Rogue Multiclass Builds
Hopefully, the advice we’ve given above should be enough that you can tackle the process of building any sort of rogue multiclass you think sounds cool.
To show you what a rogue multiclass build might look like, we’ve put together a few examples.
Fighters, like rogues, get a lot of really powerful abilities and features in their first few levels, which makes them excellent multiclass candidates.
Just three levels in fighter will give you Second Wind (for a much needed survivability boost), a fighting style (I like dueling for an extra +2 damage or defense for more survivability), Action Surge (remember how I said the biggest problem rogues have is not enough time? Once per short rest, Action Surge solves that), and a Martial Archetype.

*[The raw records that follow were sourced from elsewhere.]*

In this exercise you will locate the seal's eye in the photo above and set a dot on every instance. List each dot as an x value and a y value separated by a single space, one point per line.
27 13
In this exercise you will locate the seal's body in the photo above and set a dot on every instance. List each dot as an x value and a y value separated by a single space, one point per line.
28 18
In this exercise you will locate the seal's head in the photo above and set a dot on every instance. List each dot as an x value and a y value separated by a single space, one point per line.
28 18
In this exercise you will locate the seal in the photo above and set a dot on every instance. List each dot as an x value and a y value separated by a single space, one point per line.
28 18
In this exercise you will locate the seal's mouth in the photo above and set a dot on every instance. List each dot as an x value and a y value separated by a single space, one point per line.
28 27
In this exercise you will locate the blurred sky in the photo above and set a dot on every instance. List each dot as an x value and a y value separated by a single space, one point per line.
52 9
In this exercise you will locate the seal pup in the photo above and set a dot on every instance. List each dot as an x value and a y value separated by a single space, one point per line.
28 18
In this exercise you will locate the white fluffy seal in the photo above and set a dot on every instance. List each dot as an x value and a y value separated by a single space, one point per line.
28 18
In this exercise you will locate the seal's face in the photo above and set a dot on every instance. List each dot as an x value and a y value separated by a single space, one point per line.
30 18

Speaking of martial archetypes, let’s talk about some of the best Fighter subclasses to pair with rogues.
Easily my favorite fighter subclass, the Battle Master gains access to a suite of maneuvers that can give you a bunch of new ways to control the battlefield, disable enemies, and reliably deal extra damage.
Take Trip Attack to knock enemies prone for free Sneak Attack Damage or Feinting Attack for the same.

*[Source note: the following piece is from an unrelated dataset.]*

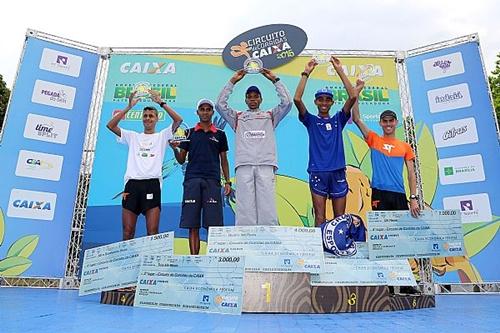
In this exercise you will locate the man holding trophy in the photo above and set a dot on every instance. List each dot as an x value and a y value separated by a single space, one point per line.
143 177
255 160
206 153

Played by itself, this fighter subclass is a bit of a snoozefest. It’s very passive with abilities that largely center on increasing your chance to crit.
Hey, you know who already has a bunch of active abilities and loves to crit? Rogues. Say hello to rolling those Sneak Attack damage dice twice.
A highly offense-focused fighter subclass that’s all about giving itself as many attacks as possible with advantage — basically as many ways as you could ever want to ensure the highest possible chance of applying your Sneak Attack damage every single round.
Double Sneak Attack
I should also mention that the fighter/rogue combo is, as far as I know, one of the rare ways you can apply your Sneak Attack damage twice in a single round of combat. Allow me to explain.
Sneak Attack damage can only be applied “once per turn.” Because a turn is different than a round, Action Surge allows you to Ready an attack to trigger on an enemy’s turn rather than your own.
This lets you use Sneak Attack twice per round because Sneak Attack can theoretically trigger more than once per round as long as it’s not more than once per turn.
While they might seem ideologically opposed to one another — not to mention very much the inverse of one another in terms of general vibe — rogues and clerics make an excellent pairing when it comes to multiclass builds.
They bring the versatility of spellcasting to the rogue along with effectively choosing their subclass (divine domain) at 1st level.
Considering most multiclass dips require you to slog through two levels of generic-brand class before you get to the more unique stuff, this is highly appealing.
Options like the Knowledge Domain cleric will let you pad out your insane roster of skills even further (a style of play that pairs nicely with the Phantom roguish archetype).
Also, if you want to dish out insane amounts of damage, the Grave Domain cleric has a 2nd-level feature that lets you effectively inflict double damage.
Pair this with a high-level Assassin rogue, and you can throw out some truly disgusting damage every single turn.
Rogues and rangers are a match made in mechanical heaven. Both can be designed to focus almost exclusively on ranged attacks as well as exploration (both in and out of the dungeon).
The Scout rogue is the obvious choice here, although the Swashbuckler’s emphasis on self-sufficient melee combat also isn’t a bad choice.
Also, the Gloom Stalker ranger subclass with its ability to become invisible in dim light from Umbral Sight and extra damage and attacks on the first round of combat via Dread Ambusher.